Disengagement Party appeared on economist.com, the web portal for The Economist, on March 31. This brief unattributed op-ed piece explored the relationship between employee engagement and the current economic recession. It opened by questioning the belief that the high levels of employee engagement seen in successful companies over the past decade were due to factors distinct from economic success. The article went on to explore some things that might be done to re-establish - or at least stem erosion - in engagement during a down economy. There are some pearls here for health care leaders - who have always relied upon the personal commitment and mission orientation of employees without having the luxury of being able to bestow large economic rewards to motivate the workforce...

How Toxic Colleagues Corrode Performance is a short sidebar article with a big impact by Christine Porath and Christine Pearson in the April 2009 Harvard Business Review. The authors also wrote the upcoming book: The Cost of Bad Behavior: How Incivility Is Damaging Your Business and What to Do About It. The article is a 3 minute read, at most. But it provides data that drives home a haunting point for health care leaders - and more specifically physician leaders. Namely that the misbehavior of physicians, executives, and managers extracts a far greater toll on organizations than the pain felt when complaints are made.

Porath and Pearson have made a study of incivility in the workplace for years. The results of their poll of several thousand organizations revealed that common "benign" misbehaviors such as rumor mongering, berating management, unfairly taking credit for the work of others, blaming others for one's shortcomings, etc. take a severe toll on co-workers. The article states the following results:

  • 48% decreased their work effort,
  • 47% decreased their time at work,
  • 38% decreased their work quality,
  • 66% said their performance declined,
  • 80% lost work time worrying about the incident,
  • 63% lost time avoiding the offender, and
  • 78% said their commitment to the organization declined


As we all know, health care workplace settings are far from immune from these. We see incivility by physicians, nurses, and clerical employees in office, hospital, and corporate settings. The bar for intervention into benign misbehavior is high. It is largely seen as the result of "personality quirks" that are grey areas for managerial intervention since they fall outside of the ethical and professional guidelines set up to deter and correct "malignant" misbehaviors such as dishonesty, sexual harassment, overt intimidation, falsification of data or documentation, discrimination, etc.

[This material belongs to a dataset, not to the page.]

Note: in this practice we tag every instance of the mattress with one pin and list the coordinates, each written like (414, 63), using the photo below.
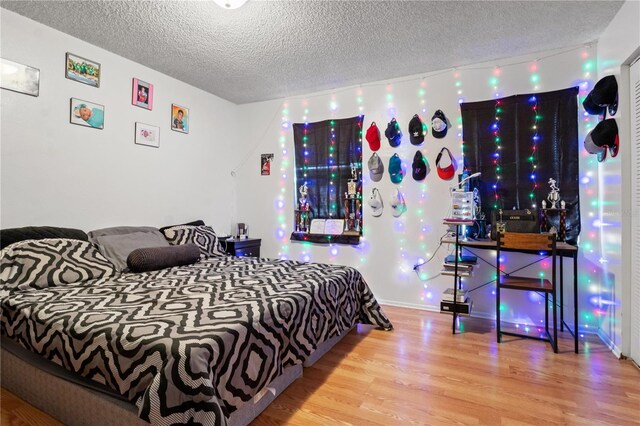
(192, 343)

But these results suggest that "mere" incivility is far from a benign condition. Given the increasing pressures we are under to maintain an efficient and productive workplace, it is critically important for health care leaders to be aware of the measurable collateral damage that can result from these behaviors.


Then comes the challenging task of developing awareness, behavioral guidelines and both peer and managerial intervention strategies that result in a culture of civility. And doing this in a fashion that avoids two undesirable situations: (1) the creation of a juvenile code of behavioral rules; and (2) failure to clearly set limits on destructive "benign" behaviors.